In ‘Tony Kytes’, Tony gives into pressure when they talk to him on the cart. Both Unity and Hannah flirt with him and put him under pressure to choose one of them instead of Milly. He persuades then to get under the tarpaulin by saying he’ll reconsider his decision to marry Milly, ‘I’ll put a loving question to you instead of Milly’. The anger of the girls is directed at each other because they are jealous of Tony’s interest in each other. Tony gives in to pressure from the girls but seems content to have Milly in the end, although she is not his original choice. ‘Tickets, Please’ is written in the third person.
It is objective and formal and it creates distance between the writer and the reader. It evokes the seriousness of the tale and sets a dark scene starting with a long descriptive opening paragraph. The reader feels as if something bad might happen to Annie after keeping John Thomas at ‘arm’s length’ when she finally gives in to him. It contains a serious message about relationships and what men and women are capable of doing to each other. In ‘Tony Kytes’ there is little description: it is told in the first person narrative, as a fictional character reminisces about events in the story.
It’s written in an informal style as much of the tale unfolds through dialogue. The characters are humorous and their actions are more like something you might read in a fairy tale. The introduction is conversational and informal which suggests the light-hearted nature of the story. The narrator does not place a lot of emphasis on the tale.
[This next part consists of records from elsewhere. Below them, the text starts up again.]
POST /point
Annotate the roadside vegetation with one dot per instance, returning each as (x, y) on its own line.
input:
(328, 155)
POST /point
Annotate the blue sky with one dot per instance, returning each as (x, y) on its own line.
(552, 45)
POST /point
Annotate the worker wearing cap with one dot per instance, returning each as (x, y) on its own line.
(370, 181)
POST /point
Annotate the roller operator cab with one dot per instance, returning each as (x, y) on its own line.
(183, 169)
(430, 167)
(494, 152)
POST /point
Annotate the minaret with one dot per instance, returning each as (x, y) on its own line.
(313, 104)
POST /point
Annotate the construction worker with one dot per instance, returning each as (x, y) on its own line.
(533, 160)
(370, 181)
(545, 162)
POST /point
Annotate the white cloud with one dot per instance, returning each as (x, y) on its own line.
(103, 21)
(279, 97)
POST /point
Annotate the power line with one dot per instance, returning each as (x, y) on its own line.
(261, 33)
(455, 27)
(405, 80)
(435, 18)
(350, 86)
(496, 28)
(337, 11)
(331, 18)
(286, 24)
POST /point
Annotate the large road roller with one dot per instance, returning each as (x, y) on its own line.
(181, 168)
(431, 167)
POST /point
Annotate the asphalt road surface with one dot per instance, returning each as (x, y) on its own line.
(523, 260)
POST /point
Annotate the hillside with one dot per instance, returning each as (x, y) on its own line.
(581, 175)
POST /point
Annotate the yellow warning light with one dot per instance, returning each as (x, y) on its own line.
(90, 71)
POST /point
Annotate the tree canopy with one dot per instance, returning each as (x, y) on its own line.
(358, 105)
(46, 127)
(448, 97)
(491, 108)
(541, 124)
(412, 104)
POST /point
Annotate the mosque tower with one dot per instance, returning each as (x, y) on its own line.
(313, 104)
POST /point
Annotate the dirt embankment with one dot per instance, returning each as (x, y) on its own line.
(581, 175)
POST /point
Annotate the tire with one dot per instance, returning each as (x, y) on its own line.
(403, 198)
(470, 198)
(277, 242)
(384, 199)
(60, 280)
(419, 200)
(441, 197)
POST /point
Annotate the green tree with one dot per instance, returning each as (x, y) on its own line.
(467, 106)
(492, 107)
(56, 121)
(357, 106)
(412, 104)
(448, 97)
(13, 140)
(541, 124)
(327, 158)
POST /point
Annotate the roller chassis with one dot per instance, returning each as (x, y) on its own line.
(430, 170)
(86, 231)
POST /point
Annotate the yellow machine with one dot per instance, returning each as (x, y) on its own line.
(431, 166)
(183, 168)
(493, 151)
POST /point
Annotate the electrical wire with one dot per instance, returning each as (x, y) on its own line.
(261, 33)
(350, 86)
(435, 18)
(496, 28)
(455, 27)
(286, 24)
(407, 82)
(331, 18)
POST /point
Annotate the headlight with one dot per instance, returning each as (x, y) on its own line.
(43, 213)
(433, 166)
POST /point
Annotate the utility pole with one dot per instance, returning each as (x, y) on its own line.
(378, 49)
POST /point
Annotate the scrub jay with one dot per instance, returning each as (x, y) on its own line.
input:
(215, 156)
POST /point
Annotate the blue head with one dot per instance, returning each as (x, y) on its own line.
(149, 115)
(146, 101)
He is slightly scornful of the women and their ridiculous behaviour. The landscape in ‘Tickets, Please’ hints at different traits of the characters and is symbolic of Annie and John Thomas’ relationship. Tony Kytes is timid and meek, with his idyllic and romanticised notions.
The title ‘Tony Kytes, the Arch-Deceiver’ is ironic because he’s not really an ‘arch-deceiver’. He’s just weak and pathetic which is shown in his indecisive behaviour. It mocks Tony because his deceit finally rebounds on him. The title ‘Tickets, Please’ refers to the girls’ job on the tramcars, but also suggests that the story is about them. Both stories are written by men, which makes the women portrayed to be the men’s ideal. It is significant that at the end of the stories the women want the men in spite of their treatment, which suggests that ultimately the men are the winners.
In ‘Tony Kytes’, the girls seem frivolous, they don’t seem like real people with emotions, unlike ‘Tickets, Please’, where the girls’ emotions seem real, like many women, Annie ‘prided herself that he could not leave her’. Words of the period have been used but the writers to make the stories feel more authentic. The dialect used is relative to both stories in the way it is written. Words such as ’twas’, ‘ee’ and ‘baddish’ are used to give flavour of the period and reflect the West Country mode of speech.
In ‘Tickets, Please’ the words like ‘hussies’ and ‘lasses’ suggests the working class environment of the countryside. Lawrence gives the impression that women are on the same as footing as men. They are capable of deciding what they want and how they get it, even if in the end they’re dissatisfied at the outcome. Hardy gives the impression that women want to get married and that marriage is not about love, but about whom the man would like to marry. In conclusion, human nature is very powerful and the plots make the reader reflect on the human experience.